Paulinho 26/11/2014
Poesia e Transgressão
Faz um tempo que queria ler Lavoura Arcaica. Desde que conheci Milton Houtom (Dois Irmãos) em 2011. Porém são tantos livros... esse ano, mais especificamente esse mês decidi reparar minha negligência. O resultado, o melhor livro que li este ano até agora (26 de Novembro). Primeiro a prosa... a poesia. Escrita de maneira lírica linda, o trabalho de escrita é mágico.
“Os olhos no teto, a nudez dentro do quarto; róseo, azul ou violáceo, o quarto é inviolável; o quarto é individual, é um mundo, quarto catedral, onde nos intervalos da angústia, se colhe, de um áspero caule, na palma da mão, a rosa branca do desespero, [...].” NASSAR, Raduan, 1935 - Lavoura Arcaica. São Paulo: Companhia das Letras, 1989. 3ª edição. A Partida. Capítulo 01. Página 07.
A narrativa é um quebra-cabeças temporal. Um labirinto de memórias que vai e volta no tempo, nos tempos. Inicia com a chegada de Pedro à pensão onde encontra-se André. A partir daí a narrativa segue vários tempos, a infância, a adolescência, os transtornos dos pensamentos de André as relações familiares. O pai rígido, a mãe extremante afetuosa, Lula, o caçula, que o admira, Pedro que parece seguir os passos do Pai, afinal é o primogênito e Claro Ana, que mesmo posta ao avesso continuaria a ser o que é como o próprio nome. Em um ambiente tão gris, tão rotineiro, tão hermético é compreensível que André se apaixone por Ana, apesar dela ser sua irmã. Ana é transgressão e movimento, é cor e calor.

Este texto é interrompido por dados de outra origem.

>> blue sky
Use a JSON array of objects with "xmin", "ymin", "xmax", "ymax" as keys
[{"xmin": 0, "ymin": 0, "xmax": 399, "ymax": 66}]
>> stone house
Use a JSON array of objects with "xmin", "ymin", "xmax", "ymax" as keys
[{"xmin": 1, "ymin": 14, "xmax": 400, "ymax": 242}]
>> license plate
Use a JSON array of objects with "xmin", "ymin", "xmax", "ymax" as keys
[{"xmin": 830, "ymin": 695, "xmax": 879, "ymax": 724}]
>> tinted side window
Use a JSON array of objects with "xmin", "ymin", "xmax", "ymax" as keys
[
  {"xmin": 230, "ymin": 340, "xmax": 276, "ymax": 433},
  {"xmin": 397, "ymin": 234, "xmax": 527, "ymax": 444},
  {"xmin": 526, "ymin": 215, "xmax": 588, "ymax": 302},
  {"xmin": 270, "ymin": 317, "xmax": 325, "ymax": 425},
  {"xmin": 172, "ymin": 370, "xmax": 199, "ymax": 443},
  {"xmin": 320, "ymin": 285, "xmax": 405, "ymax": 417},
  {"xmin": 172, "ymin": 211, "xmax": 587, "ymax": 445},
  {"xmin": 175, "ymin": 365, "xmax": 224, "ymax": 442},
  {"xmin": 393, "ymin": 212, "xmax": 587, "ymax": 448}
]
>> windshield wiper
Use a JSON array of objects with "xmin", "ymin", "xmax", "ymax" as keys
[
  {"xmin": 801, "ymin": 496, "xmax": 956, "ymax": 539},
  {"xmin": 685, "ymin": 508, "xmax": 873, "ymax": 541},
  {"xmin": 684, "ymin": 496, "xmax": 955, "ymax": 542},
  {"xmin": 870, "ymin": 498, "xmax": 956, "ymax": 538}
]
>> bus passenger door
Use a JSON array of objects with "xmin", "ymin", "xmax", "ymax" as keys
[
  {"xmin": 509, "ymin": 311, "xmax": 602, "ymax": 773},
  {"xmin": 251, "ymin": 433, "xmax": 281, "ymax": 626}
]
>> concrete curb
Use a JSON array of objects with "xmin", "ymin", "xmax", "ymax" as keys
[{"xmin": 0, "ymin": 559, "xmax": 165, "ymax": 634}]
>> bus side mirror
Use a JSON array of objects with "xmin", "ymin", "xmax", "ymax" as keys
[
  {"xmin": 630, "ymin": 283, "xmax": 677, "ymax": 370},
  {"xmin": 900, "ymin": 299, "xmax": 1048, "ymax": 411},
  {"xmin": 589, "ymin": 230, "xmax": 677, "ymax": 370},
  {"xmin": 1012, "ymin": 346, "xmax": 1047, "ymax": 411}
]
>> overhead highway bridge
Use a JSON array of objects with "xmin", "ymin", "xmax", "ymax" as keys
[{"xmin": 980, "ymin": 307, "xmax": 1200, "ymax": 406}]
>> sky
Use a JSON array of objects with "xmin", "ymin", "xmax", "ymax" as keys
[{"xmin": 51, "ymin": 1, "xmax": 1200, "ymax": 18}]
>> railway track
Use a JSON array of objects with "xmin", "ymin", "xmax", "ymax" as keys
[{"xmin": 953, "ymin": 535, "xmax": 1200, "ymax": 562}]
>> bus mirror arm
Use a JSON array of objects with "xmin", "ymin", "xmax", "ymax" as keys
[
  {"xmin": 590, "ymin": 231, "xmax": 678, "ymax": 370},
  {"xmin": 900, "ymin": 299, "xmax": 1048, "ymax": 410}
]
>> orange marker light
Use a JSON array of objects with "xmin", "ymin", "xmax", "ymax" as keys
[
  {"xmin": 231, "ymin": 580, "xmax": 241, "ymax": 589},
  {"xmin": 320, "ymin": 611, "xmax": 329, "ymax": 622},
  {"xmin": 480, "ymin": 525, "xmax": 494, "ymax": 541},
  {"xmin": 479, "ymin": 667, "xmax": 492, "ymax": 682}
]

[...] e não tardava Ana, impaciente, impetuosa, o corpo de campônia, a flor vermelha feito um coalho de sangue prendendo de lado os cabelos negros e soltos, essa minha irmã que, como eu, mais que qualquer outro em casa, trazia a peste no corpo, ela varava então o círculo que dançava e logo eu podia adivinhar seus passos precisos de cigana de deslocando no meio da roda, desenvolvendo com destreza gestos curvos entre as frutas, e as flores do cesto, só tocando a terra na ponta dos pés descalços, os braços erguidos em cima da cabeça serpenteando lentamente ao trinado da flauta mais lento, mais ondulante, as mãos graciosas girando no alto, toda ela cheia de uma selvagem elegância, seus dedos canoros estalando como se fossem, estava ali a origem das castanholas, e em torno dela a roda girava cada vez mais veloz, mais delirante, as palmas de fora mais quentes e mais fortes, e mais intempestiva, e magnetizando a todos, ela roubava de repente o lenço branco de um dos moços, desfraldando-o com a mão erguida acima da cabeça enquanto serpenteava o corpo. NASSAR, Raduan, 1935 – Lavoura Arcaica. São Paulo: Companhia das Letras, 1989. 3ª edição. A Partida. Capítulo 5. Página 28-29.
Devido a essa paixão proibida, interdita, mas avassaladora, ele decidi partir. Mas não é apenas essa a questão. André também foge do cabresto, do futuro de cartas marcadas, das montanhas que são muros da sua vida. Da sua mentalidade diferente, uma mentalidade forçada pela sensibilidade avançada, pelos momentos de solidão e monólogos internos. Solidão que fomenta a reflexão. Reflexão sobre o tempo, a família, a vida, o amor, o corpo. Por esse sopro de universalidade e por uma prosa em um português magnífico, uma narrativa que exige trabalho mental do leitor, faz desse livro uma obra de extrema relevância para a nossa literatura e porque não? Pela literatura Mundial. Assim que terminei assisti o filme. Soberbo! Mas isso já é uma outra resenha. Já quero reler esse livro.